Bir de hazır İstanbul’da bomba patlamışken okyanus ötesinden Müslümanlara ayar verme fırsatını kaçırmayanlar var tabii. Kurtulamadığı kompleksle ve işgal, sömürgecilik gibi Batılı günahların yol açtığı terörün gerçek nedenleriyle en küçük bir hesaplaşma emaresi göstermeksizin, “İslam dünyası her türlü terörü reddetmeli” diyerek kendince elinde bulunduğu Batılı efendilerine göz kırpıyor ve Müslümanları azarlıyor. Kim bilir nasıl kahrediyordur, Erzurum yerine Pennsylvania’da doğmadığına; Fetullah yerine Frank olmadığına... 

Hepimizin yıllardır yakındığı faili meçhul bu işte; terör eylemcisini silikleştirdiği ve öznesiz bir haber dili kullandığı zaman gazeteci de hem faili meçhulleştirmenin bir aleti oluyor, hem de zaten gazeteci olmaktan çıkıyor. Böyle durumlarda kısaca tetikçi diyoruz kendisine... “Çocuklar ölmesin, hatta kimse ölmesin” dileği bu ikiyüzlülüğü örtemiyor, zira PKK dâhil, kim aksini söyler ki zaten? Öznesiz ve edilgen cümleyi bir de bütün insanlığın gönülden katılacağı cici bir temenni ile taçlandırdınız mı, sizden insancılı yok! Hıristiyanlıktaki günah çıkarma mekanizması (Konfesyon) bile bu sahte tavırdan çok daha ileri ve samimi bir adımdır.

Davos’ta dünyayı durdurmak

Zulme karşı sessiz kalmak ile ona mesafe koymak arasında çok küçük bir fark vardır ama neticede her ikisi de zulme ortak olmaktır.
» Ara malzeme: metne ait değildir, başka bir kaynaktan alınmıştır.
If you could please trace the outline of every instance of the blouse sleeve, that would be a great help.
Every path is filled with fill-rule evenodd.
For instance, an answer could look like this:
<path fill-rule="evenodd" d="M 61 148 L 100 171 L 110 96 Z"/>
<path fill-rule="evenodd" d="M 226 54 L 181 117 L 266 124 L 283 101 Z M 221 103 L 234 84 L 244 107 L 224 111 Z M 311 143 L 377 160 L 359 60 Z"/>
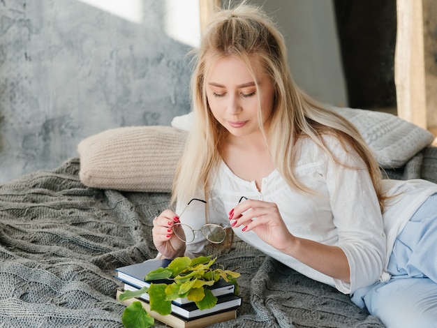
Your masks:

Asıl beklenen, zalimle ortaklıktan vaz geçtiğini ilan edip zulme karşı haykırmaktır. Bu arada hatırlatayım; aynı şey “Paralel damgası yedim, mağdur oldum, ben öyle değil, böyleyim” diyenler için de geçerli. Sözünde doğruysan eğer, paralele karşı mücadele edeni üstü örtülü bir dille suçlamaktan vaz geçip seni bu hale düşüren paralel zulme karşı dik dur! Ayinesi iştir kişinin lafa bakılmaz.

Davos’ta dünyayı “1 dakika” durduran Türkiye, bugün terörle terbiye edilmek istenen bir ülkedir. Sırasıyla 7 Şubat operasyonu, Gezi kalkışması, 17-25 Aralık paralel darbe girişimi, Kobani provokasyonu ve son olarak DAİŞ-PKK siyam ikizlerinin terörü bu nedenle tedavüle sokuldu.

Allah’tan ki, her türlü frekans karıştırıcıyı devre dışı bırakacak bir liderlik irademiz, bizi öldürmeyen darbelerle güçlenmiş bir bağışıklık sistemimiz ve asırları avuçlayabilecek bilgelikte bir halk irfanımız var.